Dr. Pichichero has more than twenty years of experience and is an international thought-leader in Diversity, Equity, and Inclusion (DEI) and anti-racism. She has held multiple leadership positions at Stanford, GMU, and in the profession. At George Mason, she serves as the Director of Faculty Diversity in the College of Humanities and Social Sciences. She was a co-chair of the University Policies and Practices Committee of the presidential Anti-Racism and Inclusive Excellence Taskforce and served on the university's Board of Visitors as a faculty representative on the Academic Programs, Diversity, and University Community Committee. At Stanford, she worked with the Faculty Development and Diversity office to produce the video series “Student Voices: Why Faculty Diversity” that educates faculty on why diversity in the academy, and therefore in faculty hiring, matters. She also worked with the Vice Provost for Graduate Education to pioneer the DARE program, which is a preparing future faculty program for doctoral candidates whose presence would diversify their respective fields. She is an active student mentor and has worked extensively on inclusive teaching and syllabus constructions as well as issues of structural discrimination in the academy.

Dr.
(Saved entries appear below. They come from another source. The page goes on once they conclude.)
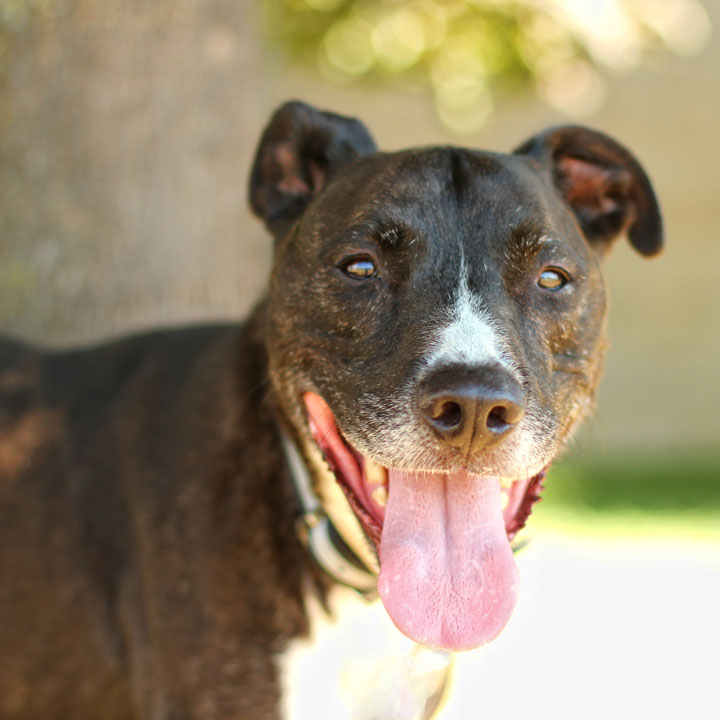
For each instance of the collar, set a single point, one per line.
(332, 552)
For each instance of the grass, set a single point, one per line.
(668, 494)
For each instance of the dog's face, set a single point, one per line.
(436, 329)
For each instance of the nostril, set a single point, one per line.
(447, 416)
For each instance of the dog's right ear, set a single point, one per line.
(299, 150)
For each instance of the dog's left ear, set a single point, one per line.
(299, 150)
(604, 185)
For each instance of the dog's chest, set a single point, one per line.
(355, 665)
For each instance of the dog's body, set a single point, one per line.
(435, 326)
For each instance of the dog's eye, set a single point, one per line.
(362, 268)
(553, 279)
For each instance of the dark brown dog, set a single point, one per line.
(434, 326)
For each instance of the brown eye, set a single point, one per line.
(361, 268)
(553, 279)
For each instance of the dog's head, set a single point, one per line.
(436, 329)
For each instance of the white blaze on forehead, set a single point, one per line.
(470, 337)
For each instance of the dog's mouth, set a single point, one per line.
(448, 578)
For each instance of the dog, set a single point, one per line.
(174, 505)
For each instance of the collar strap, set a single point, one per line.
(319, 535)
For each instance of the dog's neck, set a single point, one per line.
(340, 551)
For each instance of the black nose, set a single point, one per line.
(471, 407)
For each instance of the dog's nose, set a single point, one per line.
(471, 407)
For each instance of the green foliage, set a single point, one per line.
(469, 51)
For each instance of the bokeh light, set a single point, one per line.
(469, 52)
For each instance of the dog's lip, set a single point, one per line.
(518, 496)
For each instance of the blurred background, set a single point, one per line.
(126, 134)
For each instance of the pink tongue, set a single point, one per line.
(448, 578)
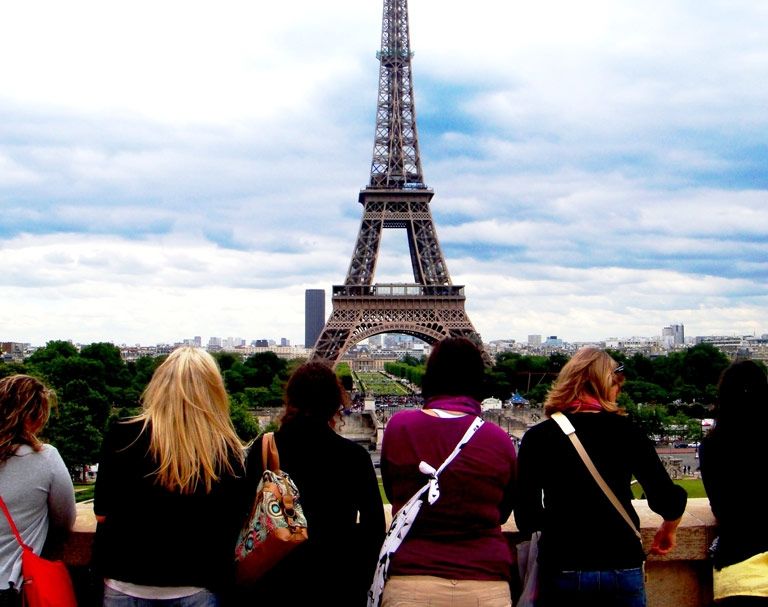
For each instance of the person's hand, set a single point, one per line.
(665, 538)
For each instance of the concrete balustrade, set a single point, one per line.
(683, 578)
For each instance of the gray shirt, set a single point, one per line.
(38, 492)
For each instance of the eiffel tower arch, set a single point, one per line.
(431, 308)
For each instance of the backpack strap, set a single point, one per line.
(403, 519)
(12, 525)
(567, 427)
(270, 458)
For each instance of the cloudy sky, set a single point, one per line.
(170, 169)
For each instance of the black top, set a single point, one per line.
(581, 530)
(336, 483)
(157, 537)
(732, 475)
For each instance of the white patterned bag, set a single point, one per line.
(403, 519)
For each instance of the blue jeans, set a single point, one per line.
(114, 598)
(606, 588)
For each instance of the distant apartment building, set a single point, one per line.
(673, 336)
(13, 350)
(314, 315)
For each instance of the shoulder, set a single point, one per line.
(403, 418)
(123, 434)
(347, 447)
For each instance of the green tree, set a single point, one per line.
(246, 425)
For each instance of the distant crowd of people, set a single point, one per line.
(175, 486)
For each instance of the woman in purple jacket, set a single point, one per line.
(455, 553)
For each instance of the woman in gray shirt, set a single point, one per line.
(34, 482)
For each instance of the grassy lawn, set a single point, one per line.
(380, 385)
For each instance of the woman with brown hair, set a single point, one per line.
(455, 552)
(34, 482)
(339, 494)
(588, 554)
(169, 493)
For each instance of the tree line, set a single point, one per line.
(95, 386)
(668, 395)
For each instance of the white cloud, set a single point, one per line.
(177, 169)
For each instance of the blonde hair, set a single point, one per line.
(25, 404)
(589, 373)
(187, 411)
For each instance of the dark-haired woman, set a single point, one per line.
(339, 494)
(34, 482)
(455, 553)
(731, 460)
(588, 553)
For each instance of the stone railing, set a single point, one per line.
(683, 578)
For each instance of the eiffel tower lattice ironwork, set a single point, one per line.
(431, 308)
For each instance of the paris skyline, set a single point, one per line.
(599, 170)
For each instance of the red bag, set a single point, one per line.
(45, 583)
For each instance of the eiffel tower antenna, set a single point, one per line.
(431, 308)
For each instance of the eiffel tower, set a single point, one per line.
(431, 308)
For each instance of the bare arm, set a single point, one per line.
(666, 537)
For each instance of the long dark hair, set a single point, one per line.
(313, 392)
(454, 368)
(742, 400)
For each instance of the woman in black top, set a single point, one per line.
(339, 494)
(731, 460)
(588, 555)
(170, 494)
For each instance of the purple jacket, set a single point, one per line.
(459, 537)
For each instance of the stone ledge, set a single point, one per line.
(683, 578)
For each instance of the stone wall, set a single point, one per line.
(681, 579)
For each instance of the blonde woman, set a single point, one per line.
(34, 482)
(169, 493)
(588, 555)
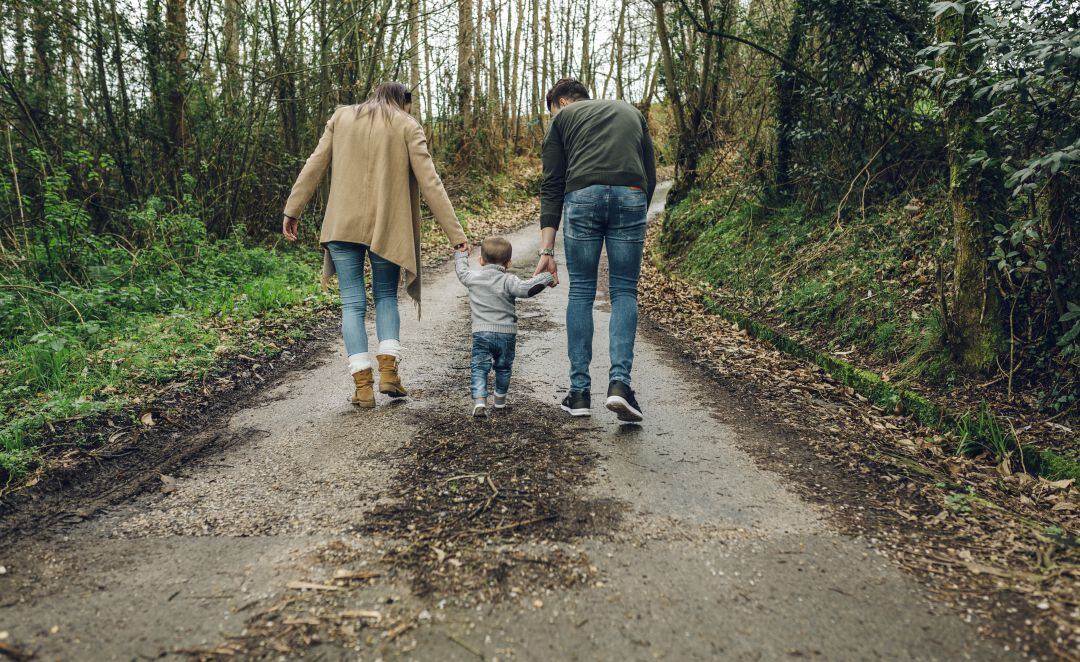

Pichichero was Graduate Advisor of French from 2014-2019 and served on the Ph.D. admissions committee in History and Art History in 2018-2019. She has served on the Academic Initiatives and External Academic Relations university standing committees. She previously served on the Diversity Committee of the Department of Modern and Classical Languages, the Pride Week Planning Committee, and the Faculty Senate Technology Policy Committee.